Bu oldukça küçük bir kalpti ve herhangi bir yetişkine ait olamazdı.

 

Nalan Feng yavaşça kaşlarını çattı ve konuştu, “Dan, doğanı değiştiremiyor musun? Eğer bir çocuğun kalbini yiyeceksen bile bunu bizim önümüzde yapma, tamam mı? Ben sana uzun, çok uzun yıllardır bunu söylüyorum ama hala hiçbir değişiklik olmadı.”

 

“Konuşmanın bir işe yaramadığını bilemene rağmen neden hala konuşmakla uğraşıyorsun? Dahası bunu uzun çok uzun yıllardır söylüyorsun. Hatta son 22 yıldır bunu söylemekten hiç vaz geçmedin. Feng sen gerçekten gülünçsün.” Nalan Dan soğukça konuştu.

 

“Pal, gecenin bir yarısında neden benim evime geldin?” Zhen Xu birden soğukça konuştu.

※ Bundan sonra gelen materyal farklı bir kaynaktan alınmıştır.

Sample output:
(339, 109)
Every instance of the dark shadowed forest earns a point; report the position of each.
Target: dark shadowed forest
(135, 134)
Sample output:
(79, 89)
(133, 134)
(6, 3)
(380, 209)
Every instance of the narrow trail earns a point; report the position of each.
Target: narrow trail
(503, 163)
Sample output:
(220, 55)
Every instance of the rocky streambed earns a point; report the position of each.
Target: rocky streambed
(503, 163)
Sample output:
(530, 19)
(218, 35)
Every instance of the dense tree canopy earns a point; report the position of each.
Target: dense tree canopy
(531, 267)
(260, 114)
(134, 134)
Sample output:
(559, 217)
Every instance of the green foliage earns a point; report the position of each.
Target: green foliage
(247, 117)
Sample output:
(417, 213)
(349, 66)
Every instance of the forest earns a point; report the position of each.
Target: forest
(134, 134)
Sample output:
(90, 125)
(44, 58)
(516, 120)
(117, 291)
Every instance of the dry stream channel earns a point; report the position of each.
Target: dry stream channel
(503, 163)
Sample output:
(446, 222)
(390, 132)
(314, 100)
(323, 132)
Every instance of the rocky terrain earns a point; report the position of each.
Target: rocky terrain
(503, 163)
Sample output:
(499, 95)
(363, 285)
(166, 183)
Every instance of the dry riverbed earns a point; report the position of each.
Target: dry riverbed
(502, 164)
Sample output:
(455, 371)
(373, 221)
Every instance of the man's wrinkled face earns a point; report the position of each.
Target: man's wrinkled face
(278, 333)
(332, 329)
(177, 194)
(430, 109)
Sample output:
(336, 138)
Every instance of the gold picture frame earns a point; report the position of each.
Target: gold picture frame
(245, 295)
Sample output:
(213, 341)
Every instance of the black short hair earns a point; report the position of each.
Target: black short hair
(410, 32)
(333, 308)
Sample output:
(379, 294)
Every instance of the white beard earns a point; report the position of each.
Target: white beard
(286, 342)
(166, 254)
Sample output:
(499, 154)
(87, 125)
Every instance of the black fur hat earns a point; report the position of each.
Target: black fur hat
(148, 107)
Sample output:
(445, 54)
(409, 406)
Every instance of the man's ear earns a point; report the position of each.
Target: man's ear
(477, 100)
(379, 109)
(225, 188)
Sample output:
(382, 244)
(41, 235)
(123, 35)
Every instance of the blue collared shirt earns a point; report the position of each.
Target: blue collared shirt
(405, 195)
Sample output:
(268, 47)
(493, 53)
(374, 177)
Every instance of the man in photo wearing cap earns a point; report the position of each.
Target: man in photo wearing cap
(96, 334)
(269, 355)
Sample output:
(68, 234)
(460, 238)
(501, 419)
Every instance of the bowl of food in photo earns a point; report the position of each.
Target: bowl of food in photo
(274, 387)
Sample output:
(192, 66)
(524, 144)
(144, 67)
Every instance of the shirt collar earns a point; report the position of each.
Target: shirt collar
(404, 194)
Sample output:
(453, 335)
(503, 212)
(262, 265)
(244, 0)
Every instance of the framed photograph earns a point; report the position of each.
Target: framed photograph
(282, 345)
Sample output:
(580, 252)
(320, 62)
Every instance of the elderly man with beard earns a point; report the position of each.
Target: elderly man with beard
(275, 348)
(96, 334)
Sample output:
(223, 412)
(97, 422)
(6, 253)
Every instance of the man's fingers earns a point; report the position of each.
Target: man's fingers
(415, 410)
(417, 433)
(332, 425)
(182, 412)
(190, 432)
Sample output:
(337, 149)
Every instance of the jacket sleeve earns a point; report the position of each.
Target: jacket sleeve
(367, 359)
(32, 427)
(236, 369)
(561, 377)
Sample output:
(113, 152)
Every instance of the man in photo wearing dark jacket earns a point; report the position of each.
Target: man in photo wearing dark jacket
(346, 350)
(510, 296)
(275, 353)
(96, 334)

Onun net ve yüksek sesi bütün evde yankılandı. Ama ilginç olan şey evdeki her hizmetçinin sanki bir kütük gibi uyumaya devam etmesi ve hiçbirinin uyanmamış olmasıydı.

 

Qin Yu hafif bir gülümseme ortaya çıkardı. Kutsal hisleri genç kızın avuç içinde bir çocuğun kalbini tuttuğunu fark ettiği sırada şoka uğradı ve nefes alıp verme hızı değişti. Zhen Xu bundan dolayı onu hemen tespit etmişti.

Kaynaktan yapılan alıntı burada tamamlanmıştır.